Misteri & segreti. Messina Denaro, seguendo la tradizione dei capi di Cosa Nostra, ha messo in salvo il suo patrimonio di conoscenze e il suo tesoro. Certo, non possiamo accettare che la ricchezza del boss fosse la somma di qualche modestissimo appartamento a Campobello di Mazara, dove ha trascorso gli ultimi tempi con un tenore di vita ordinario e perfino le puntate al supermercato come qualunque massaia. «Sappiamo che spesso andava all'estero e le sue tracce arrivano fino a New York - racconta Ingroia, a lungo pm in prima linea alla procura di Palermo -, possiamo ritenere che per un certo periodo Messina Denaro sia stato l'ambasciatore di Cosa nostra, anche perché rispetto alla media dei mafiosi aveva un'intelligenza superiore e una cultura meno modesta. Io sono convinto che in Italia siano rimaste solo le briciole, il resto, del valore di alcuni miliardi, dovrebbe essere all'estero».
Salterà fuori la rete dei fiancheggiatori con il colletto bianco? È uno degli interrogativi che questa morte pone. Messina Denaro non era certo nella posizione strategica di Provenzano e Riina ma sicuramente aveva i codici per decifrare alcune delle grandi questioni rimaste senza soluzione negli ultimi anni. Tanto per cominciare, è fra gli organizzatori delle stragi del '93 e proprio in quell'estate inizia la sua interminabile latitanza, andata avanti per un trentennio circa. Perché Riina decise quel bagno di sangue? C'era qualche mandante oltre il perimetro invalicabile di Cosa nostra? Se si, è lecito pensare che Messina Denaro abbia avuto un'interlocuzione diretta o indiretta con questi soggetti, anche perché l'uomo era più presentabile, più evoluto di Riina.

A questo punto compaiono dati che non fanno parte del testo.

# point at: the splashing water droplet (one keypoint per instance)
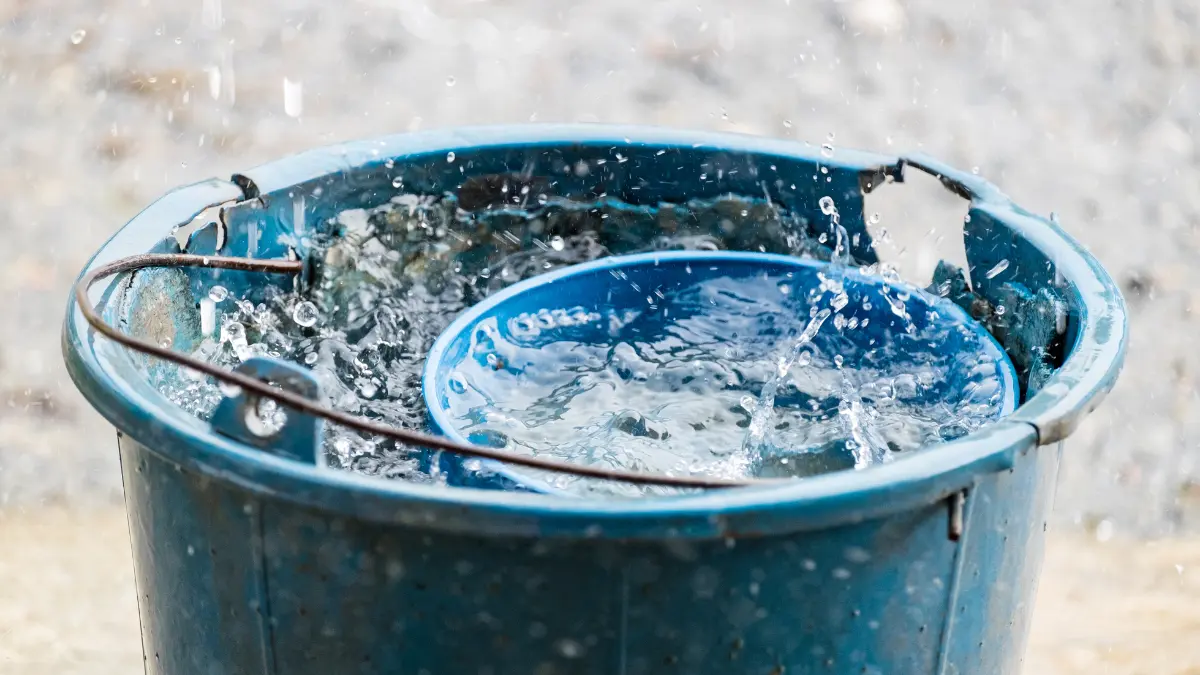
(1000, 267)
(305, 314)
(233, 332)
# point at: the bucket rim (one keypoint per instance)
(435, 362)
(850, 496)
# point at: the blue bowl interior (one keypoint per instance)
(625, 287)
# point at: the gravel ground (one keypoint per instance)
(1084, 108)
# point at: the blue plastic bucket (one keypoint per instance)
(522, 317)
(250, 559)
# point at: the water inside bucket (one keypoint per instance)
(720, 365)
(395, 276)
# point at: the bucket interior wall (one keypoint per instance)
(252, 563)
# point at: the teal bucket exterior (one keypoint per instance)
(262, 561)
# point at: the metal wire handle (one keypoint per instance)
(295, 401)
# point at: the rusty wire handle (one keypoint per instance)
(315, 408)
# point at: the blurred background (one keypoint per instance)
(1086, 109)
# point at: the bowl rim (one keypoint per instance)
(151, 423)
(435, 372)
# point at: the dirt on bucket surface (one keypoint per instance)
(67, 604)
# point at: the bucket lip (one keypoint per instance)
(435, 360)
(822, 501)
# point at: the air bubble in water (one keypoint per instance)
(305, 314)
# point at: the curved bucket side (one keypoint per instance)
(249, 562)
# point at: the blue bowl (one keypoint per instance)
(525, 314)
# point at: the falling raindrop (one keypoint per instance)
(293, 97)
(305, 314)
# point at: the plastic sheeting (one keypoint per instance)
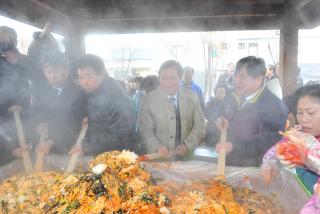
(284, 189)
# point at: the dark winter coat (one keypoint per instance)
(111, 119)
(63, 112)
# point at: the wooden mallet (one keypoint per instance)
(22, 140)
(222, 153)
(74, 157)
(40, 154)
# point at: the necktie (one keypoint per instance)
(178, 121)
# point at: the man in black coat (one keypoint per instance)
(61, 107)
(111, 117)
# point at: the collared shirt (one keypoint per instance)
(252, 98)
(174, 99)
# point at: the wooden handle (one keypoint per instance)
(222, 154)
(154, 156)
(23, 143)
(74, 157)
(40, 154)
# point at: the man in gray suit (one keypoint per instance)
(171, 118)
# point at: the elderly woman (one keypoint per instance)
(301, 149)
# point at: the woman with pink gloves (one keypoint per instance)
(300, 147)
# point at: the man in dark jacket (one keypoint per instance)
(111, 116)
(254, 115)
(60, 107)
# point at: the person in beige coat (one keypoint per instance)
(171, 118)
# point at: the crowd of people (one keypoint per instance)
(163, 114)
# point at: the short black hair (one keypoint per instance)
(188, 68)
(91, 61)
(137, 79)
(273, 68)
(150, 83)
(172, 64)
(255, 66)
(312, 90)
(56, 59)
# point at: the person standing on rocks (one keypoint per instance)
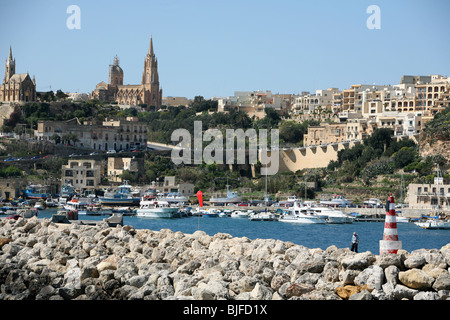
(355, 242)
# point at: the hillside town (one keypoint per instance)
(102, 152)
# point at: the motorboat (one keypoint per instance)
(225, 213)
(82, 206)
(175, 198)
(51, 203)
(337, 200)
(232, 197)
(262, 216)
(211, 213)
(156, 209)
(373, 202)
(290, 201)
(122, 196)
(36, 192)
(39, 205)
(331, 215)
(302, 215)
(433, 223)
(67, 191)
(239, 214)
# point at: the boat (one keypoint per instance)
(156, 209)
(301, 215)
(331, 215)
(39, 205)
(36, 192)
(262, 216)
(336, 200)
(23, 213)
(232, 197)
(83, 207)
(402, 219)
(67, 191)
(225, 213)
(290, 201)
(211, 213)
(175, 197)
(432, 223)
(373, 202)
(240, 214)
(122, 196)
(49, 203)
(435, 222)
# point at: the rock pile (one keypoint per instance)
(47, 261)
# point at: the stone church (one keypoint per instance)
(148, 92)
(16, 87)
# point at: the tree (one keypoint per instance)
(403, 157)
(68, 137)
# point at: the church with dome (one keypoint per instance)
(147, 93)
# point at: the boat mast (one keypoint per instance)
(437, 188)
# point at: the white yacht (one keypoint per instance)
(331, 215)
(156, 209)
(300, 214)
(433, 223)
(336, 200)
(83, 207)
(239, 214)
(175, 198)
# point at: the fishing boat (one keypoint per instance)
(240, 214)
(83, 207)
(301, 214)
(290, 201)
(122, 196)
(38, 205)
(431, 223)
(67, 191)
(51, 203)
(175, 197)
(232, 197)
(336, 200)
(225, 213)
(156, 209)
(331, 215)
(36, 192)
(262, 216)
(210, 213)
(435, 222)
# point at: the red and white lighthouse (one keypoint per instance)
(390, 243)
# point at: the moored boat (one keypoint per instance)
(157, 209)
(122, 196)
(300, 214)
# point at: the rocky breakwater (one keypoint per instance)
(43, 260)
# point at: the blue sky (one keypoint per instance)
(213, 48)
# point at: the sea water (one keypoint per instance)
(308, 235)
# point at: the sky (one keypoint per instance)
(213, 47)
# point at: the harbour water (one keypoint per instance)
(310, 235)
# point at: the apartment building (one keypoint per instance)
(254, 103)
(119, 134)
(433, 96)
(117, 165)
(425, 196)
(82, 174)
(325, 133)
(319, 101)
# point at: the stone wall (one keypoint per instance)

Ancora prima, nel '92, c'è un episodio che non si è mai chiarito. Riina stabilisce di far fuori Giovanni Falcone e spedisce a Roma una squadra di fedelissimi fra cui Messina Denaro. Poi, all'improvviso comunica che l'attentato verrà realizzato in Sicilia. Perchè quel cambio di rotta? Ora anche Messina Denaro se n'è andato e le domande restano punti interrogativi che turbano le nostre coscienze. Il 15 gennaio 1993, mentre tutto questo è in corso, ecco che Riina viene catturato a Palermo. Il covo però non viene setacciato e i soldati di Cosa nostra fanno sparire tutto. Dove finiscono i documenti? L'ipotesi, avanzata anche da un pentito come Nino Giuffré, è che gli incartamenti siano stati consegnati proprio a Messina Denaro. Ci sta. Le stagioni si susseguono e la politica sanguinaria del capo dei capi' cede il passo a quella meno eclatante è più mimetizzata di Provenzano. Sembra di raccontare le diverse fasi nella vita di uno stato e in effetti Cosa nostra è un'organizzazione strutturata e organizzata. Troppo spesso si è fantasticato di terzi livelli, ma resta il fatto che per una breve stagione Cosa nostra ha dichiarato guerra all'Italia e alle sue istituzioni. E certo non si può scolorire la biografia di un leader criminale, togliendogli spessore e profondità. Le zone d'ombra sono la controprova di un potere occulto e feroce e di relazioni che, complici pure le logge massoniche deviate di Trapani, arrivano fin dentro la società civile.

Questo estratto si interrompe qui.